Он знал, куда она собирается. Знал, что она принесла с собой. У всех у них, по сути, одинаковая история. Маленькие девочки, дети, сбежавшие из дома, чьи-то руки, которые о них позаботились, приютили на неделю, на месяц. Ему это не нравилось, но он молчал. Обычно они опять исчезали, прежде чем он успевал запомнить их имена. Но были и такие, как она. Те, что не уходили. Грязь, сажа, нечистоты становились для них защитным покровом, оболочкой, без которой они были словно прозрачны.
— Сегодня.
Она оставалась здесь дольше всех прочих. Года два уже, а может, и больше. Пришла сюда совсем маленькой девочкой. Теперь она стала другой.

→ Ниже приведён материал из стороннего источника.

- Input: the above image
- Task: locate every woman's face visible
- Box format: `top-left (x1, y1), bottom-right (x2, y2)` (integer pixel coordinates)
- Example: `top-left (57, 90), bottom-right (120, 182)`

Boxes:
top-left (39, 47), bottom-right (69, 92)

— Ты ведь поступаешь так, как хочешь.
— Всего на час-другой.
— Как хочешь.
Миллер любил ее. Но никогда никого не выдавал.
До того дня, три недели назад.
Он долго обдумывал свое решение. Она такая молоденькая, такая хрупкая… он боялся, что задним числом пожалеет, однако теперь, глядя на нее, не чувствовал сожаления, не раскаивался, он поступил правильно, иной раз и так бывает.
Ах ты, малышка.
— Только на час-другой. Ну как?
Она попробовала улыбнуться. Даже рассмеяться.
Ах ты, малышка, малышка.
Он все тщательно продумал. И выбрал сестру милосердия, Сильвию, пожилую женщину, которая работала в общине Святой Клары и несколько раз в неделю приходила на угол Фридхемсплан, раздавала кофе и бутерброды.

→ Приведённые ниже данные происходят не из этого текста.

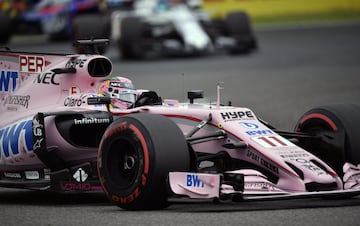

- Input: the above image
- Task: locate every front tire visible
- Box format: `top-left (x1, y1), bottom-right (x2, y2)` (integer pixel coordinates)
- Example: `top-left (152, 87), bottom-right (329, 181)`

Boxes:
top-left (0, 12), bottom-right (15, 44)
top-left (98, 113), bottom-right (190, 210)
top-left (295, 104), bottom-right (360, 176)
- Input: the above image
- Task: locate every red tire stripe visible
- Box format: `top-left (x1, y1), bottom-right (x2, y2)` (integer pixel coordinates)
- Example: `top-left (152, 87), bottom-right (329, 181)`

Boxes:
top-left (129, 124), bottom-right (149, 174)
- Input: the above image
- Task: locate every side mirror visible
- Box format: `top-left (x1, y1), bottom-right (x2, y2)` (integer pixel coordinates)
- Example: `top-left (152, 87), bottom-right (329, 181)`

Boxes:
top-left (87, 97), bottom-right (111, 105)
top-left (188, 90), bottom-right (204, 104)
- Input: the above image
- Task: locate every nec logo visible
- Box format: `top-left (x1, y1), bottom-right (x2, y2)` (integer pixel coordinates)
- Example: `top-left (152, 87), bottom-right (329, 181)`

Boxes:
top-left (19, 55), bottom-right (45, 73)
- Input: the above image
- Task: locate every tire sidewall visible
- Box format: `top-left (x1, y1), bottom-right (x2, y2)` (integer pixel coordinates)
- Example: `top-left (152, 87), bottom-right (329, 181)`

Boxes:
top-left (98, 117), bottom-right (153, 205)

Я проболтался, рассказал о тебе кой-кому наверху, ради твоего блага.
Три недели назад. Он взял кофе и попросил сестру милосердия отойти в сторонку, подальше от чужих ушей. Эта женщина когда-то сама жила на улице, а потом изменила свою жизнь, она попусту не болтала, он ей доверял. Они отошли к автобусной остановке, и он рассказал о девочке, которая живет в подземельях и не возвращается наверх. Он больше не в силах с этим мириться. Два с лишним года видел ее в коридорах и знал, есть люди, которые тоскуют по ней.
Тебе здесь не место, ты слишком молода, чтобы прятаться.
— У тебя есть еще?
Она показала на сигарету, от которой остался только пепел. Пакет с табаком был пуст, Миллер вытащил изо рта свою сигарету, дал ей:
— Держи.
Он поступил правильно.
— Не стоит тебе так много курить.
— Мне надо.
— Зачем?
— Просто надо, и всё.
Она держала ее в руке, рука дрожала, он замечал в последние месяцы, что она дрожит все сильнее.

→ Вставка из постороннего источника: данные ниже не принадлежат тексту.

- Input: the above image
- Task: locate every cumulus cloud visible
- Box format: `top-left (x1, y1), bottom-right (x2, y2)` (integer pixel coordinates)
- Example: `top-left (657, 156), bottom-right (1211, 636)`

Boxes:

Он провел ладонью по ее спутанным волосам.
Он все рассказал. Он больше не одинок. Сильвия тоже знает о ней.
Она может делать с этим знанием что хочет.
Теперь это не его дело.
*От нее пахло дымом.
Запах кисловатый, душный. Перед глазами упорно стояла тлеющая куча мокрой листвы. Хорошо знакомый запах.
Эверт Гренс по-прежнему находился рядом с освещенной койкой. Недавно ты была жива. Женщина, у которой на лице кой-чего не хватало. А теперь мертва. Он смотрел на ее грудь и живот, куда, по словам Эрфорса, кто-то вонзал нож, снова и снова.